May 19, 2006

Vegas, Baby

As usual, Shelby's already way ahead of me with a writeup of our trip to Vegas earlier this week. So I'll just throw in a few (mostly geeky) observations:

  • Technology Changes Everything!: Coins have disappeared from slot machines — you can only feed the machines with bills, and when you cash out, instead of dropping coins into a tray, the machine prints a voucher with a barcode and a dollar amount (some of them, to indulge/infuriate the nostalgic, will play a sound effect of coins dropping as the receipt is printing). As Shelby said, the receipt system has brought back the penny slot — now that they don't have to handle coins on the casino floor anymore, it doesn't matter what denomination the machines are. So a five-dollar bill can last you for hours. (Although a 'penny' slot doesn't have to just cost a penny; if you chose all of the options — playing thirty different 'paylines', ten coins per line — Shelby's favorite, the Star Wars slot, could cost up to $3.00 per spin!)

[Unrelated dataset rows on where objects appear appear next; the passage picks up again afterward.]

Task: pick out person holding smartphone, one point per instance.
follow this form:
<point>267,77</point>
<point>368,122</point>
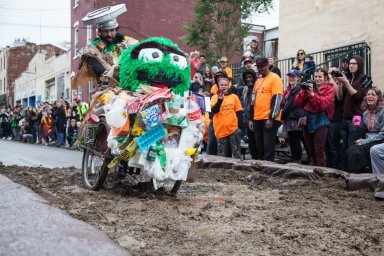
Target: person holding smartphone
<point>319,107</point>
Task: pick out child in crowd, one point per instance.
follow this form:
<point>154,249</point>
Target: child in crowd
<point>72,132</point>
<point>227,119</point>
<point>48,127</point>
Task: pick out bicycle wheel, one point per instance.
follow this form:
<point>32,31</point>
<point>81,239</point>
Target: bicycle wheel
<point>95,163</point>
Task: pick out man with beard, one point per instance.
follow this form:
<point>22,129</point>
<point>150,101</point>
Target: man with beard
<point>109,41</point>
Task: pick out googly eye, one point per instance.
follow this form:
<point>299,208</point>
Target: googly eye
<point>178,60</point>
<point>150,54</point>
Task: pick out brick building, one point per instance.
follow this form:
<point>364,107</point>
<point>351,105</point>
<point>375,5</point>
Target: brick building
<point>14,61</point>
<point>144,18</point>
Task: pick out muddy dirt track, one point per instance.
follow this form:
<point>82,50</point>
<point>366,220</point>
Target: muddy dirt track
<point>225,212</point>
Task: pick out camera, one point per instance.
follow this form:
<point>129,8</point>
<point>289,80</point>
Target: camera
<point>336,73</point>
<point>307,84</point>
<point>367,84</point>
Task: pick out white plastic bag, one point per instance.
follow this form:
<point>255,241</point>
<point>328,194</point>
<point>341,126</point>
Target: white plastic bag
<point>117,115</point>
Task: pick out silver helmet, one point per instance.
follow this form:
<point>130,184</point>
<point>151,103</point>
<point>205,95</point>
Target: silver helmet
<point>105,18</point>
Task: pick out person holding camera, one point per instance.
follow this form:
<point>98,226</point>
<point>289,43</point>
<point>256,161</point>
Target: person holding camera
<point>316,98</point>
<point>352,92</point>
<point>291,114</point>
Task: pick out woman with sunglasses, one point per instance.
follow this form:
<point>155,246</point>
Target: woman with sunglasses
<point>352,93</point>
<point>299,60</point>
<point>373,126</point>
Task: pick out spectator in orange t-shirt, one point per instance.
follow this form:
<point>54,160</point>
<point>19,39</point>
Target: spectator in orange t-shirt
<point>195,62</point>
<point>227,119</point>
<point>264,116</point>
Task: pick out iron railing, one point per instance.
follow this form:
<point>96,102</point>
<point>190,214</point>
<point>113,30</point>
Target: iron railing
<point>326,58</point>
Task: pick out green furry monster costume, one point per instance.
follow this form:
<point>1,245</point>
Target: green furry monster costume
<point>156,61</point>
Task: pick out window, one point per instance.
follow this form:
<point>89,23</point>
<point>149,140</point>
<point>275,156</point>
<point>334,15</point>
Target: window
<point>91,90</point>
<point>76,50</point>
<point>60,86</point>
<point>79,92</point>
<point>89,34</point>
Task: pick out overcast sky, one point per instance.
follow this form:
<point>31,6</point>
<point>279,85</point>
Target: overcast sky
<point>48,21</point>
<point>39,21</point>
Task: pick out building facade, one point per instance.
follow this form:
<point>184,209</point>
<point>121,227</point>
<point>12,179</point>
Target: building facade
<point>15,60</point>
<point>47,78</point>
<point>318,25</point>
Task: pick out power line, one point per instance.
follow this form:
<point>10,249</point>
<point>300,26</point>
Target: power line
<point>35,10</point>
<point>34,25</point>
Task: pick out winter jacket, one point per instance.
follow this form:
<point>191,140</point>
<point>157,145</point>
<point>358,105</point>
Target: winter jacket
<point>290,110</point>
<point>323,100</point>
<point>352,103</point>
<point>373,124</point>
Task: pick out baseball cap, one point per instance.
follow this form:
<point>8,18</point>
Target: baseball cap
<point>262,62</point>
<point>223,59</point>
<point>294,72</point>
<point>215,68</point>
<point>248,59</point>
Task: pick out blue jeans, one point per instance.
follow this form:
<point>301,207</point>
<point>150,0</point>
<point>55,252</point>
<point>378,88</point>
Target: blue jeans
<point>212,142</point>
<point>35,130</point>
<point>334,147</point>
<point>60,138</point>
<point>265,139</point>
<point>349,134</point>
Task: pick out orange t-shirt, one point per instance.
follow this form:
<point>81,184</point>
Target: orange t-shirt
<point>228,71</point>
<point>214,89</point>
<point>225,121</point>
<point>265,88</point>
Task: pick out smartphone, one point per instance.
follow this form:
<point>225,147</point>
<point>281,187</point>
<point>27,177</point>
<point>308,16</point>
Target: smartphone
<point>220,92</point>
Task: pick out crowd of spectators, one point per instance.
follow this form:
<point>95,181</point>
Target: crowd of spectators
<point>48,124</point>
<point>334,114</point>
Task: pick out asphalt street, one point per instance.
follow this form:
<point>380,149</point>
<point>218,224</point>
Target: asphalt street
<point>22,154</point>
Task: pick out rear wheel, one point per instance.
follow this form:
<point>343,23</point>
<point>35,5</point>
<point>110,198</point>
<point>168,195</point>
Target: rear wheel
<point>95,163</point>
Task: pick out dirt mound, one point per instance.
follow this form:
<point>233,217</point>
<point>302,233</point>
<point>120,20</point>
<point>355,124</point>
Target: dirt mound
<point>225,212</point>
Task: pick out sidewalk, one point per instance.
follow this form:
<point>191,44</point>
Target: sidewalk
<point>30,226</point>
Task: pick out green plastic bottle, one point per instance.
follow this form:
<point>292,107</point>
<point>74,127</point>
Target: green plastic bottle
<point>151,156</point>
<point>161,154</point>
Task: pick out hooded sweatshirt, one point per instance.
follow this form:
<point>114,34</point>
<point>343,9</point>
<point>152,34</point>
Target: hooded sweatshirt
<point>248,88</point>
<point>352,103</point>
<point>215,87</point>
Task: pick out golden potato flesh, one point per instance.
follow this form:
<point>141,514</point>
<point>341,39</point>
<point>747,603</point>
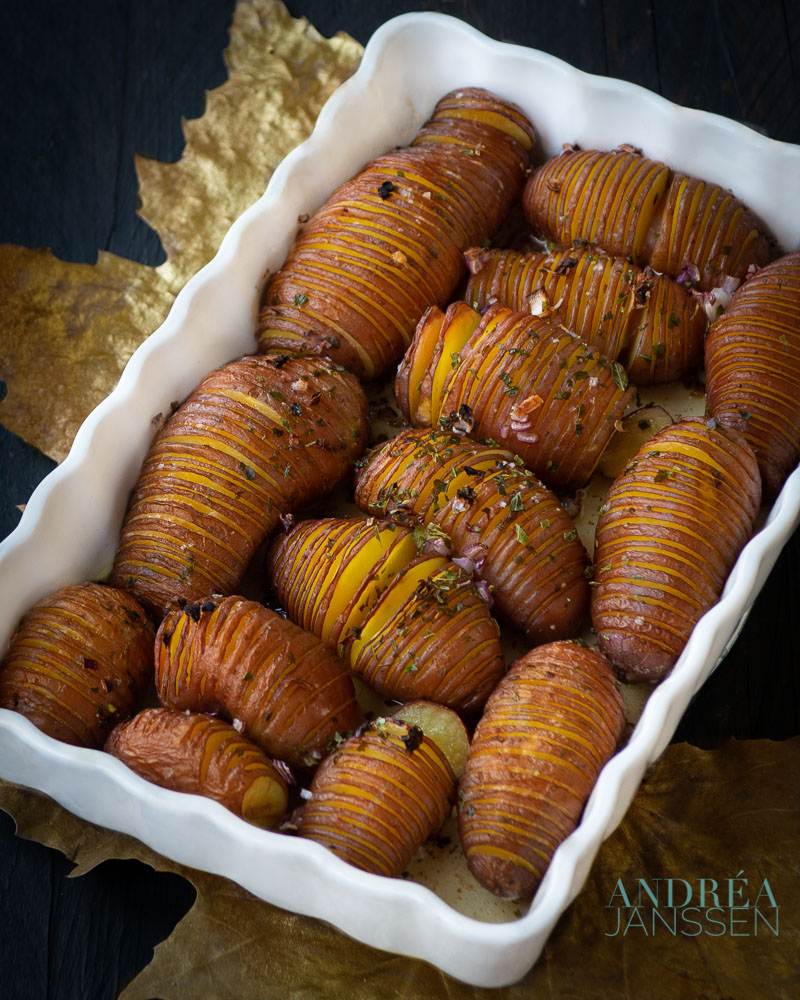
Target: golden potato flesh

    Also changing the face of the casino floor since our last trip to Vegas is the advent of cheap LCDs; they're everywhere! Now it's easy and economical for even the most humble of penny slots to be as flashy as it wants to be.

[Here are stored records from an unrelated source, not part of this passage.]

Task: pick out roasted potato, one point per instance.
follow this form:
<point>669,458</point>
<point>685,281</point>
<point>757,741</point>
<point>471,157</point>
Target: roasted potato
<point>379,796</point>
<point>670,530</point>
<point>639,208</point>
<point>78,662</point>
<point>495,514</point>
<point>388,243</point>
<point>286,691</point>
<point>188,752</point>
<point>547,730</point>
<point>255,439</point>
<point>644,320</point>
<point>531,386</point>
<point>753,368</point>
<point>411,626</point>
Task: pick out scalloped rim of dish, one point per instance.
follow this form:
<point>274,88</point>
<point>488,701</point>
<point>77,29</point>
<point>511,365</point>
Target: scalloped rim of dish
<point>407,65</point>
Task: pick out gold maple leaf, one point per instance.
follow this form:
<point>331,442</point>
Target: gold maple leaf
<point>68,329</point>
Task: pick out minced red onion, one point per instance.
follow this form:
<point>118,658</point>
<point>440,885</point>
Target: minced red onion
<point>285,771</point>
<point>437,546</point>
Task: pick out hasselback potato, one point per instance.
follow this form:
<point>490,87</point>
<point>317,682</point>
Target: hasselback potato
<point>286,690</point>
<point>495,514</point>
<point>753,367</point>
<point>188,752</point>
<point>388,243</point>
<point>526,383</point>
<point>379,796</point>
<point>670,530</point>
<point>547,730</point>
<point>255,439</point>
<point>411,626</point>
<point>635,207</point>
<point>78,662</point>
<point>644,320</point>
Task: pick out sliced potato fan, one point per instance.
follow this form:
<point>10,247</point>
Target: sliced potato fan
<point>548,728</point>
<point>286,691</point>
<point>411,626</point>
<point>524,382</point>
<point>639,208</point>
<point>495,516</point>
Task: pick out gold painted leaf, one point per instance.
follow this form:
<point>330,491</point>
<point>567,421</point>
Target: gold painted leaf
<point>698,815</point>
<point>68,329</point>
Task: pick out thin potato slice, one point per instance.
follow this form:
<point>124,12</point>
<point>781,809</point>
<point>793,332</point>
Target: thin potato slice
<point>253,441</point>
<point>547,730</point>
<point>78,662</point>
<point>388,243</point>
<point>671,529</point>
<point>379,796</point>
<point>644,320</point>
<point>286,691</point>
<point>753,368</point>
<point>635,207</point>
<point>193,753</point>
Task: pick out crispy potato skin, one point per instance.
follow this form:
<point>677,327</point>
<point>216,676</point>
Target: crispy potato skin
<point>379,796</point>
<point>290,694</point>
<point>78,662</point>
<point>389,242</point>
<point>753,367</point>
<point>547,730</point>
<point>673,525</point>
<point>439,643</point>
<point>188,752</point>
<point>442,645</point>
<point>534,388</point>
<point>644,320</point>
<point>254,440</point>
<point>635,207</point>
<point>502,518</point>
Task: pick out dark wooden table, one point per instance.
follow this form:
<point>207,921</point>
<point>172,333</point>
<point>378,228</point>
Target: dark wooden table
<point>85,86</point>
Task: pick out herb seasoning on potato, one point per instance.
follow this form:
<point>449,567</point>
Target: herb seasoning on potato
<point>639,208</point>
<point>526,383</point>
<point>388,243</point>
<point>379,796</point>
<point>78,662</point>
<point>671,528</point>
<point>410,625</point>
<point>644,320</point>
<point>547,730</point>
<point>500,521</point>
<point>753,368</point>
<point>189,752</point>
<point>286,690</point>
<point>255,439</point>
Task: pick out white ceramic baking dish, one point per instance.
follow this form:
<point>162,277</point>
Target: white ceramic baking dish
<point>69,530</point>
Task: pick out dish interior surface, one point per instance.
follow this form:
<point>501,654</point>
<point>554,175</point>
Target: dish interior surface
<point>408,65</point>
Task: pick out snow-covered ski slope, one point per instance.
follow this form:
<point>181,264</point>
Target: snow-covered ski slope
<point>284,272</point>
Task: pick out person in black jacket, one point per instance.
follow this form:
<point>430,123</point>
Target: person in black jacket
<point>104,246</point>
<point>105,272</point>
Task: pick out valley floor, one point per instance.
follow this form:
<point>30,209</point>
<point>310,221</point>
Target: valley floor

  • Jonathan Root, who played the lead character in the performance of Avenue Q that we watched on Monday night, has a blog. He's not talking about much that's Q-related at present (probably because the production is being prematurely closed at the end of the month — if I were him, I'd just be bitter), but it's interesting to go back in his archives and look behind the scenes.

  • Boy, I'll bet the wizards who decided to rebrand the pirate-themed Treasure Island casino into the ambiguously-themed "TI" are really glad that they finished all that just in time for Pirates of the Carribean and its follow-ons to make pirates cool again. (And — geeky — driving past their giant "TI" sign made me think of the TI-99/4A, also-ran home computer of the early 1980s.)

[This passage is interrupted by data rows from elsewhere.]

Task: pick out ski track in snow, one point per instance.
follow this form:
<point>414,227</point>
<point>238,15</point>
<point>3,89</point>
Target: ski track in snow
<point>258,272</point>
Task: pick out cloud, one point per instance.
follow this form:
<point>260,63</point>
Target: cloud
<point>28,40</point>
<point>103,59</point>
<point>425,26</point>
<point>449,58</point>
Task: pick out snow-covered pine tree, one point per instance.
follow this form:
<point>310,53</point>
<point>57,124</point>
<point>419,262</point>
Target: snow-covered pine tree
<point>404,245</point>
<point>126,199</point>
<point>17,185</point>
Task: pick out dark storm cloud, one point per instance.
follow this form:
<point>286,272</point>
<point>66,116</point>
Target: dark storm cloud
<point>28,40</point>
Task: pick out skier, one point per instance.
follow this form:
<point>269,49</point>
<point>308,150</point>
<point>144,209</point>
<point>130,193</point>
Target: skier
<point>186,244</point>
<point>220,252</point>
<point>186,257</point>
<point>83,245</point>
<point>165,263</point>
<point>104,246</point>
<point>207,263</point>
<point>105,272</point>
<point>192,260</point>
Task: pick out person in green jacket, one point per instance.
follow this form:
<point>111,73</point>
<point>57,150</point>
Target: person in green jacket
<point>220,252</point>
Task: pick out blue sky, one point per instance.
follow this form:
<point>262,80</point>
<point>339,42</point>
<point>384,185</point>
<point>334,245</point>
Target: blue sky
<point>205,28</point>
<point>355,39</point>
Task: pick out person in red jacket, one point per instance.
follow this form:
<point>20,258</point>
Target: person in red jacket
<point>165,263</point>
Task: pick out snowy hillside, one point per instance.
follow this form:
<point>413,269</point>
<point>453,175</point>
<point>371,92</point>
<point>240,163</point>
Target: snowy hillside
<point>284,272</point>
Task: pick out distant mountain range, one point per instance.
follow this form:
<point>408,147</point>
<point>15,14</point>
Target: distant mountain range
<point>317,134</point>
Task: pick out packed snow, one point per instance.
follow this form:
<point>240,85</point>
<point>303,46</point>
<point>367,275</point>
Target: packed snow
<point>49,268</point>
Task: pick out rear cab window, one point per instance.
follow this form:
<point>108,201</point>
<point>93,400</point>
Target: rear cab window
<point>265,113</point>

  • The Prius: Performed admirably — took about a half-tank of gas to make the trip between Anaheim and Vegas, averaging about 46 mpg. We discovered some weak points: it doesn't particularly like long uphill stretches; it'll run smoothly until the battery is depleted to a certain point, whereupon you'll lose any battery assist and turn into a 76-hp four-cylinder mid-sized car, fighting its way uphill (while trying to charge the battery at the same time). But it all averages out on the downhill side, as you acheive insane fuel economy while topping off the battery at the same time. So unless your route is the proverbial uphill-both-ways hardscrabble path, things work out okay.

    Our other embarassment came on the Strip, when we were stuck in gridlock while trying to drive from the Mandalay Bay to the Wynn. It was a balmy early-evening 110 degrees outside, so we had the windows rolled up and the air conditioner on. Again, the Prius valiantly tried to keep things going solely on battery power for as long as it could, but without any motion to charge the battery, eventually it had to kick in the gas engine to keep the battery at an acceptable level. So we ended up with ten minutes of sad zero-mpg not-driving on our fuel-economy display.

    Thankfully, we don't commute uphill through gridlock in 100+ degree weather every day. Otherwise, I guess that we'd be pretty upset.